Ox Eckhardt

This article was written by Chris Rainey

Ox Eckhardt has the highest lifetime average in the minor leagues of batters with over 1,000 games played. Some sources even suggest that his career batting average was the best of all time.1 A left-handed hitter with an extremely open stance, he was “almost in motion toward first when he hit the ball. Result, a lot of nasty, curving short line drives into left field for singles and doubles.”2 Veteran Gabby Street managed Eckhardt during his heyday with the San Francisco Missions in the Pacific Coast League. He was asked if he would change Eckhardt’s unorthodox style if given the opportunity. Street shot back, “Change a .414 hitter? Are you crazy, or do you think I am? The man can hit standing on his head for all I care. I won’t even talk to him about style.”3

Yorktown, Texas, lies in De Witt County, about 45 to 50 miles from the Gulf of Mexico in southeastern Texas. In the 1840s and 1850s there was a large influx of German immigrants to the area. The Eckhardt family immigrated to the county in the late 1870s shortly after the birth of Oscar Gustav Eckhardt in Prussia. He grew up in the county and took Lila Taylor Wimbush as his bride. Their first child, Oscar George, was born on December 23, 1901. James and Virginia later joined the family.

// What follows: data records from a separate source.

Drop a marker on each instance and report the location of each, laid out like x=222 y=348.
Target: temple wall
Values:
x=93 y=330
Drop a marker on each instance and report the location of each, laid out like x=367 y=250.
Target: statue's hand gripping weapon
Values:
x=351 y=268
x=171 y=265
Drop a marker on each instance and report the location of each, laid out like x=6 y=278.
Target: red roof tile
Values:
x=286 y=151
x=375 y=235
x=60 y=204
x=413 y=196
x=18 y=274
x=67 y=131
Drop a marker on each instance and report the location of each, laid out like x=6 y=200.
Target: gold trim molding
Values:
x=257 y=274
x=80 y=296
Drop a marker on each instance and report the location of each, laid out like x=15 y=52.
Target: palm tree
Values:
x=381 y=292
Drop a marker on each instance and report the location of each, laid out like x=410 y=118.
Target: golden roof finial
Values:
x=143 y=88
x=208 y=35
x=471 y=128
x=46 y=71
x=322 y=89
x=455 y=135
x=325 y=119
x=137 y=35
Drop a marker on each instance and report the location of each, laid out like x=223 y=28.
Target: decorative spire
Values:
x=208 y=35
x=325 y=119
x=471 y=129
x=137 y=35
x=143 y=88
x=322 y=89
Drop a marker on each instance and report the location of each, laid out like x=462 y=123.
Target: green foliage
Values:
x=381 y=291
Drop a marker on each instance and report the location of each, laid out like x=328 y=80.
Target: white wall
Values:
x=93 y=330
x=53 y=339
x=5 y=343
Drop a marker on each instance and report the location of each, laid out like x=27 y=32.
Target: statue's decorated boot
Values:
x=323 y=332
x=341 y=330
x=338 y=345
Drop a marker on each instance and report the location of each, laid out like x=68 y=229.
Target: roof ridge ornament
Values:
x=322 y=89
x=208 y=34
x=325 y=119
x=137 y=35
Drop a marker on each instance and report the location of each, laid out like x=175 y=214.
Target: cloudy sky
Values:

The elder Eckhardt was a pharmacist and moved the family north to Austin, Texas, where he opened a drugstore. The children all attended the local schools. In high school, Oscar was known as Os. The nickname of Ox did not start until he was in professional baseball.4 After graduating from Austin High School, Eckhardt enrolled at the University of Texas in Austin. He had quite a reputation as a football player and had played baseball on the sandlots his whole childhood.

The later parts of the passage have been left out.